Traditional Field Data Collection
This traditional approach involves driving mobile mapping vehicles equipped with LiDAR to collect 3D point clouds directly from the roads, which are then used to build maps. While suitable for creating Highly precise Maps, it requires high costs.
DMP (Dynamic Map Platform), a Japanese company, primarily uses this method. After acquiring Ushr in the United States, DMP is concentrating on the HD Map business in North America. DMP focuses on producing and supplying highly accurate HD Maps tailored to individual customer specifications. For example, they provide essential Ground Truth data to ensure the safety and reliability of hands-free driving technologies for GM’s Super Cruise.

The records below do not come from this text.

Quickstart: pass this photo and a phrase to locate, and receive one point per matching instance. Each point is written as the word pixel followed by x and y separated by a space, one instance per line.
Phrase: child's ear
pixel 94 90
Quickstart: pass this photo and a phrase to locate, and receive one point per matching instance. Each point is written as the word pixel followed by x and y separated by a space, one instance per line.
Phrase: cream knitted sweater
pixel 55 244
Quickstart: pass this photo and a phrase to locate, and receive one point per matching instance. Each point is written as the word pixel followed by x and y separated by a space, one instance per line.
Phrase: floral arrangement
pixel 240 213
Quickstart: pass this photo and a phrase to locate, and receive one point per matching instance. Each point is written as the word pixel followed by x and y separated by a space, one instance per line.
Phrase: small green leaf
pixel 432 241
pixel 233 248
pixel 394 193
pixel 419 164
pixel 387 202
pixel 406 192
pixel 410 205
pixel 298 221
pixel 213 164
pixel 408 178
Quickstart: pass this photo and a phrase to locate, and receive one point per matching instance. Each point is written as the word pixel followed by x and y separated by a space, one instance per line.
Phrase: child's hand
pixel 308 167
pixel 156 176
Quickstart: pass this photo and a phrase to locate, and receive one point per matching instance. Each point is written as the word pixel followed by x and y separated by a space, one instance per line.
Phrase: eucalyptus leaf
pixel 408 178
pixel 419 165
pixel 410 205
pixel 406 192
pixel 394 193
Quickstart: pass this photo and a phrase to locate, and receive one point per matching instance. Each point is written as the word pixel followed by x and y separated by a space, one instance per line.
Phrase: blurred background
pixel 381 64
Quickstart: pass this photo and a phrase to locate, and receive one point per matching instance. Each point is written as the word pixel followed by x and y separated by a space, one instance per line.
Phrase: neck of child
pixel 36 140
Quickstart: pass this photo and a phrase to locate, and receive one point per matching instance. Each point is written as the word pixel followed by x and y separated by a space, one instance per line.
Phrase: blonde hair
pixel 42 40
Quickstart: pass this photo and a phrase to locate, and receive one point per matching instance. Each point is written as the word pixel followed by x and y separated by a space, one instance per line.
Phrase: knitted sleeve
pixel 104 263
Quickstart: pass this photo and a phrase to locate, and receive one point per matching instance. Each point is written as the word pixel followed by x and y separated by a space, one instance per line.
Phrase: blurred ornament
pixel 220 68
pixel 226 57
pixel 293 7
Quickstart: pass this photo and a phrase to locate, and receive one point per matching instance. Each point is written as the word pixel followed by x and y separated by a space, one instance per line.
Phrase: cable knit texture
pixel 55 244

DMP does not utilize crowdsourcing for updates and does not sell pre-produced maps as a platform or service to various customers. DMP is targeting the global automotive market by expanding HD Map coverage, mainly on motor ways and higher road classes, in Europe, Korea, and Japan, in addition to the North American market.5https://www.businesswire.com/news/home/20250824680583/en/Dynamic-Map-Platform-Expands-North-American-HD-Map-Coverage-to-950000-Miles
Crowdsourcing-based Data Collection
The crowdsourcing method utilizes data collected from sensors (primarily cameras) on numerous mass-produced vehicles to create and update maps. Mobileye is a leader in this area. Through their REM (Road Experience Management) method, they collect data from vehicles worldwide and create a RoadBook used for map production and updates. They have built an independent system that creates maps purely through REM, without integrating data sources from other map companies. This strategy aims to enhance map accuracy and completeness through their proprietary data ecosystem.
Mobileye ensures safety through a distinctive model called True Redundancy, which differs from the standard approach of fusing data from all sources. They create one World Model solely from camera data and a second independent World Model from radar and LiDAR data. Map rules are extracted from these two independently operating models, which are then used to generate policies and the final map. The resulting map is packaged to suit the needs of different autonomous driving stages, extracting the necessary ADAS or HD map attributes.6https://www.mobileye.com/solutions/ Mobileye is expanding this ecosystem through collaborations with OEMs.
Hybrid Approach
Several global players, including TomTom, HERE, and Google’s Waymo, use a hybrid model that combines traditional field collection and crowdsourcing methods.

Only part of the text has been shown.